Мы вышли во двор, и я спросил:
– Чё это дед сегодня такой разговорчивый?
– Не знаю, – пожал плечами Санька. – Обрадел, должно, при таком расфуфыренном внуке. – Санька поковырял ногтем в зубах и, глядя красными, сорожьими глазами на меня, спросил: – Чё будем делать, монах в новых штанах?
– Додразнишься – уйду.
– Ладно, ладно, обидчивый какой! Понарошке ведь.
Мы побежали в поле. Санька показывал мне, где он боронил, сказал, что дедушка Илья учил его пахать, и еще добавил, что школу он бросит, как поднатореет пахать, станет зарабатывать деньги, купит себе штаны не трековые, а суконные – так и бросит.
Эти слова окончательно убедили меня – заело Саньку. Но что дальше последует – не догадывался, потому что простофилей был и остался.

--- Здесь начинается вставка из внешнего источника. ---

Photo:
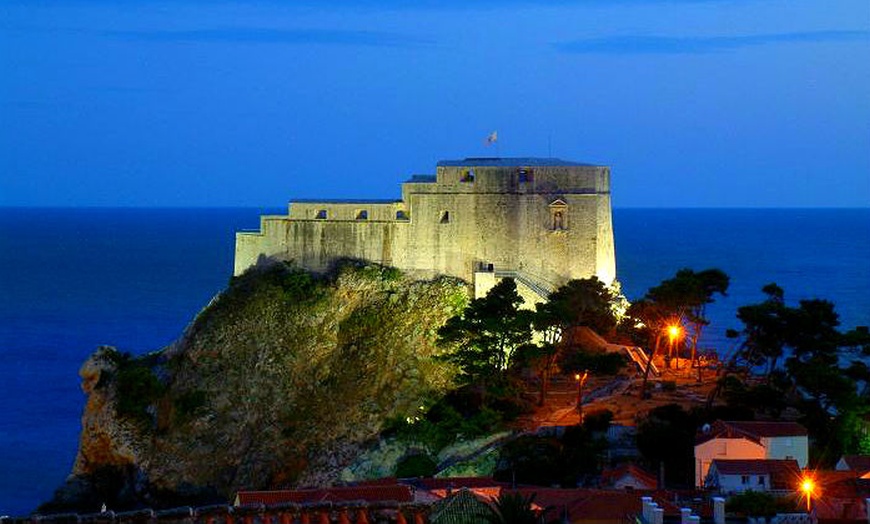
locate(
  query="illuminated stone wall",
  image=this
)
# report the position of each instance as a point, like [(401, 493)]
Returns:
[(543, 221)]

За полосою густо идущего в рост овса, возле дороги была продолговатая бочажина. В ней почти не оставалось воды. По краям гладкая и черная, будто вар, грязища покрылась паутиной трещин. В середине, возле лужицы с ладошку величиной, сидела большая лягуха в скорбном молчании и думала, куда ей теперь деваться. В Мане и Манской речке вода быстрая – опрокинет кверху брюхом и унесет. Болото есть, но оно далеко – пропадешь, пока допрыгаешь. Лягушка вдруг сиганула в сторону, шлепнулась у моих ног – это Санька промчался по бочажине, да так резво, что я и ахнуть не успел. Он сел по ту сторону бочажины и об лопух вытер ноги.
– А тебе слабо!
– Мне-е? Слабо-о? – запетушился я, но тут же вспомнил, что не раз попадался на Санькину уду, и не перечесть, сколько имел через это неприятностей, бед со всякими последствиями. «Не-е, брат, не такой уж я маленький, чтоб ты меня надувал, как раньше!»

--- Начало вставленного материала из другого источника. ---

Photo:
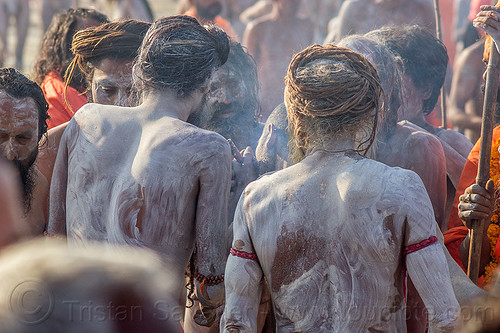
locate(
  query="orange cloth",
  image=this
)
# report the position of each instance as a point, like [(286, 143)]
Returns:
[(468, 178), (474, 7), (59, 112), (218, 22), (452, 240), (487, 43)]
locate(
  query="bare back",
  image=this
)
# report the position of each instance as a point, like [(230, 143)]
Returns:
[(362, 16), (329, 233), (141, 182)]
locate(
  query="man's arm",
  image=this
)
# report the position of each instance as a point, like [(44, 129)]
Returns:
[(425, 260), (468, 71), (429, 273), (251, 40), (211, 225), (59, 183), (424, 155), (243, 279)]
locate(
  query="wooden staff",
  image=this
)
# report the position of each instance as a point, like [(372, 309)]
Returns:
[(444, 122), (483, 175)]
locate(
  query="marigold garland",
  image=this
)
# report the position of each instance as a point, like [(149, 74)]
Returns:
[(494, 227)]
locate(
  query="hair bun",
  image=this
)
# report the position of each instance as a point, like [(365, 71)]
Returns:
[(221, 43)]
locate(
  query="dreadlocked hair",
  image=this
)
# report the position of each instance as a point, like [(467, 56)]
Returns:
[(19, 86), (55, 52), (389, 68), (330, 91), (179, 54), (117, 40)]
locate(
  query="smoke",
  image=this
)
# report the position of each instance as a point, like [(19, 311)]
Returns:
[(26, 172)]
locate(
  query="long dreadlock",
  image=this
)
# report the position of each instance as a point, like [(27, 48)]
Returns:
[(55, 51)]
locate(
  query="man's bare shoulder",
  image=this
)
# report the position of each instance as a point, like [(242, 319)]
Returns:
[(259, 24), (362, 177), (458, 141), (208, 141), (427, 4)]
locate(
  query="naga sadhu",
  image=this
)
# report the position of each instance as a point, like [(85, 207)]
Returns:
[(335, 234)]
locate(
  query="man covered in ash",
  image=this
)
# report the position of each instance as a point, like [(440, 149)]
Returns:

– Цветочки только рвать! – зудил Санька.
«Цветочки! Ну и что! Что ли это худо? Вон дед-то говорил как…» Но тут я вспомнил, как на селе презрительно относятся к людям, которые рвут цветочки и всякой такой ерундой занимаются. На селе охотников-зверобоев поразвелось – пропасть. На пашне старики, бабы да ребятишки управляются. Мужики все на Мане из ружей палят да рыбачат, еще кедровые орехи добывают, продают в городе добычу. Цветочки в подарок женам привозят с базара, из стружек цветочки, синие, красные, белые – шуршат. Базарные цветочки бабы почтительно ставят на угловики и на иконы цепляют. А чтобы жарков, стародубов или саранок нарвать – этого мужики никогда не делают и детей своих сызмальства приучают дразнить и презирать людей вроде Васи-поляка, сапожника Жеребцова, печника Махунцова и всяких других самоходов, падких на развлечения, но непригодных для охотничьего промысла.
И Санька туда же! Он-то уж не будет цветочками заниматься. Он пахарь уже, сеятель, рабо-о-отник! А я, значит, так себе! Придурок, значит? Размазня? Так я себя распалил, так разозлился, что с храбрым гиком ринулся поперек бочажины.
В середине ямины, там, где сидела задумчивая лягуха, я разом, с отчетливой ясностью понял – снова оказался на уде. Я еще попытался дернуться раз-другой, но увидел Санькины разлапистые следы от лужицы в стороне – дрожь по мне пошла. Съедая взглядом округлую Санькину рожу с этими красными, будто у пьянчужки глазами, сказал:
– Гад!
Сказал и перестал бороться.
Санька бесновался вверху надо мной. Он бегал вокруг бочажины, прыгал, становился на руки:
– Аа-а, вляпался! А-га-га-а, дохвастался! А-га-га-а, монах в новых штанах! Штаны-то ха-ха-ха! Сапоги-то хо-хо-хо!
Я сжимал кулаки и кусал губы, чтобы не заплакать. Знал я – Санька только того и ждет, чтоб я расклеился, расхныкался, и он совсем меня растерзал бы, беспомощного, попавшего в ловушку. Ногам холодно. Меня засасывало все дальше и дальше, но я не просил, чтоб Санька вытаскивал меня, и не плакал. Санька еще поизмывался надо мною, да скоро уж прискучило ему это занятие, насытился он удовольствием.